Owen B 05.10.2011 @ 9:48am
Graeme: You'll note I didn't say that bottles had to be primed, I only said it was an option.Beers that have been re-seeded with yeast are more "real ale" because they actually fit the definition. The definition doesn't require that the yeast was always present, or that it's even the same strain used for primary fermentation.The fermentation of long-chain sugars will depend on the strain used, and with lager yeast they'll usually be fully fermented out by the time the bottling happens as I understand it. any residual long-chain sugars will be so low in concentration as to be negligible.
graeme 05.10.2011 @ 9:42am
@Owen B : FYI, you do not have to prime a bottle with sugar for it to be bottle conditioned. Technically, if there is still yeast in bottle, it will continue to (slowly) ferment long chained sugars that are relatively unfermentable compared to the short chain sugars such as maltose. A lot depends on the grist and the gravity at which you bottle.If you are from Camra, and you can't see a thick yeast deposit, then you probably won't give it your seal of approval. But you know that lots of "CAMRA approved" beers are *sterile filtered* (thus stripping flavour), reseeded with another yeast and then bottled, right? How do you argue that that is any more real?
Bex 05.10.2011 @ 9:37am
Cool post - bottle it up punks :)
James, BrewDog 05.10.2011 @ 9:33am
The Tesco IIPA has the same amount of dry hopping, just different hop varieties.

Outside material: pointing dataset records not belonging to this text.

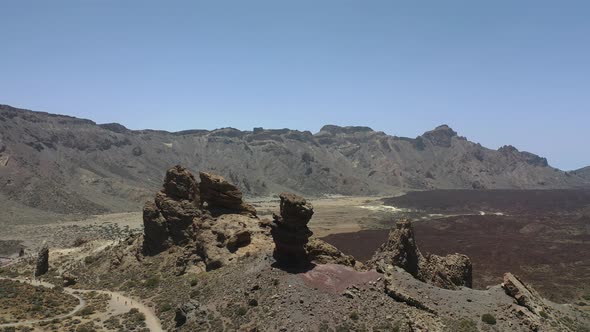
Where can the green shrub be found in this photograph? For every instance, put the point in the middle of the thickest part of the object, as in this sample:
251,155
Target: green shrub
488,319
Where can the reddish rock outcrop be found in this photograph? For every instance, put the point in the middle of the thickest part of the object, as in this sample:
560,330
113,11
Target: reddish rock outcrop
324,253
400,250
289,230
222,196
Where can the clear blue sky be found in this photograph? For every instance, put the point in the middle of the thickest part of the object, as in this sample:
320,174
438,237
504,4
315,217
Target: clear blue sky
498,72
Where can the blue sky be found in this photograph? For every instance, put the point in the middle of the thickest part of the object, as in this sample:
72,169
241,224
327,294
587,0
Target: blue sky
499,72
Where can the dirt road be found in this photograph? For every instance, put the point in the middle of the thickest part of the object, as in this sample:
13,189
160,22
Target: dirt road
118,304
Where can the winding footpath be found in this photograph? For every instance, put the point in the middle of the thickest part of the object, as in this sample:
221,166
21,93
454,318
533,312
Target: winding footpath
118,304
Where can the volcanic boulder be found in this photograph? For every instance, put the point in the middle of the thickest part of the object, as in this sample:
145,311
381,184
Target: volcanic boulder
42,265
289,230
401,250
169,219
221,196
523,294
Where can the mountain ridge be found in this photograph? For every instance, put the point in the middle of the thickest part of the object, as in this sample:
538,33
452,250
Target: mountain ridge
70,165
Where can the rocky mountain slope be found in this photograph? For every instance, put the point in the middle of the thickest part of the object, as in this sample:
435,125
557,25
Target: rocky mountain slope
204,269
68,165
583,173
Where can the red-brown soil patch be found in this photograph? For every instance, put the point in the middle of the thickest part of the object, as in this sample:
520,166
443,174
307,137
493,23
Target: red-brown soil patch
546,241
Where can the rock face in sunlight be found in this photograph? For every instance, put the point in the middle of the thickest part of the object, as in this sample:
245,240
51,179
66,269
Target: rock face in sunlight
209,222
222,196
400,250
42,265
289,230
94,169
169,219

The canned beer is packaged at Thwaites as we do not currently have a canning line ...... yet :)We use the same filtration process at Meantime - you can read all about it here http://www.brewdog.com/blog-article/an-update-on-stock-our-new-brewery-and-our-partnership-with-meantime
Owen B 05.10.2011 @ 9:30am
"Does this make our beer real ale? Probably, but who really knows anymore."The answer is no, and will be clear to anyone who has read and understood the definition.The beer in Brewdog bottles is fermented out completely before bottling, and the bottles themselves are not primed with sugar. No secondary fermentation can occur in the bottle, and therefore they are not "real ale".
Stephanos 05.10.2011 @ 9:30am
canned*
Stephanos 05.10.2011 @ 9:29am
So is the difference with Tesco finest IPA less dry-hopping? Do you bottle that too?Are the beers brewed at Meantime bottled there?Where are beer scanned currently?>
Adrian 05.10.2011 @ 9:25am
Great Post - really informative and some ace pictures too.Bowman's beard becomes ever more epic.